Tom Van Dyke said...

Awesome. The revisionists are getting revised.

"With its remarkable research and deft insights, Sacred Scripture, Sacred War represents a major breakthrough in the study of religion and the American Founding. Never before have we had such a systematic investigation of how the Patriots actually used the Bible. Anyone interested in the Revolution will have to contend with Byrd's book." -- Thomas S. Kidd, author of God of Liberty: A Religious History of the American Revolution

The problem has been that "secular" historians just don't hear the religious echoes in the talk of the times, or understand the zeitgeist of a society for which God and his providence was a reality, not just one theory among many.

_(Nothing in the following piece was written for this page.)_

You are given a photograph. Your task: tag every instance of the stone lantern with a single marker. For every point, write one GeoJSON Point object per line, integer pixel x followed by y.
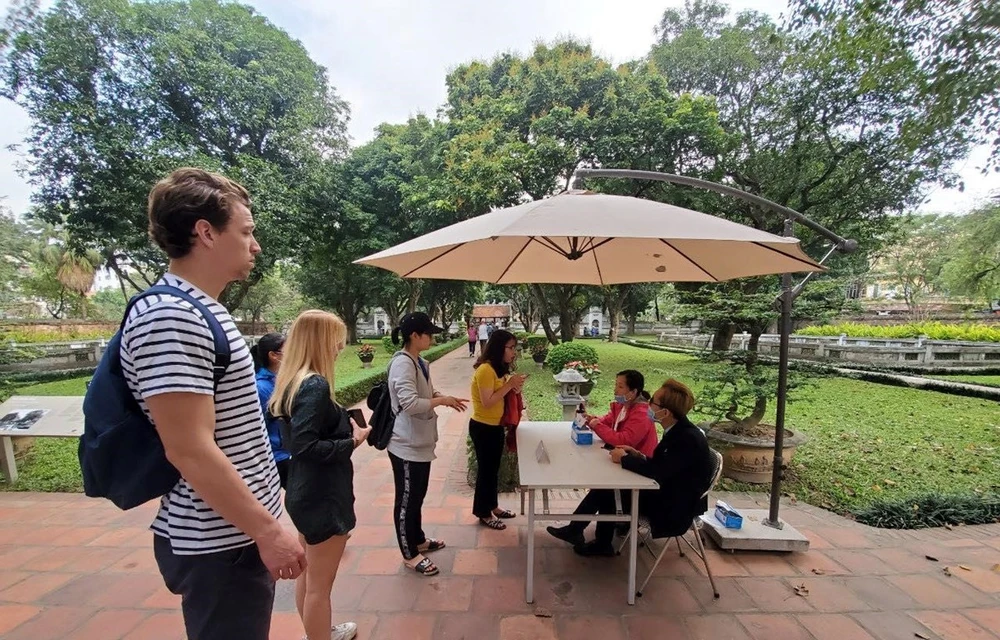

If they didn't believe God was on their side [or at least not hostile to what they were doing], they could not have gone through with it.

Tim Polack said...

Was very surprised to see that only two papers were submitted for the religious and the Revolution topic. Certainly would expect more there as Religion as on of the most popular sub-topics in history. Am I misreading something?

Tom Van Dyke said...

Was very surprised to see that only two papers were submitted for the religious and the Revolution topic. Certainly would expect more there as Religion as on of the most popular sub-topics in history. Am I misreading something?

The discipline has taken a Marxist ["marxian" may be less noisy]turn---it's less about history and more an egalitarian forensic anthropology. Sure, George Washington blahblahblah, but how did that affect your average mestizo bisexual Zoroastrian dwarf?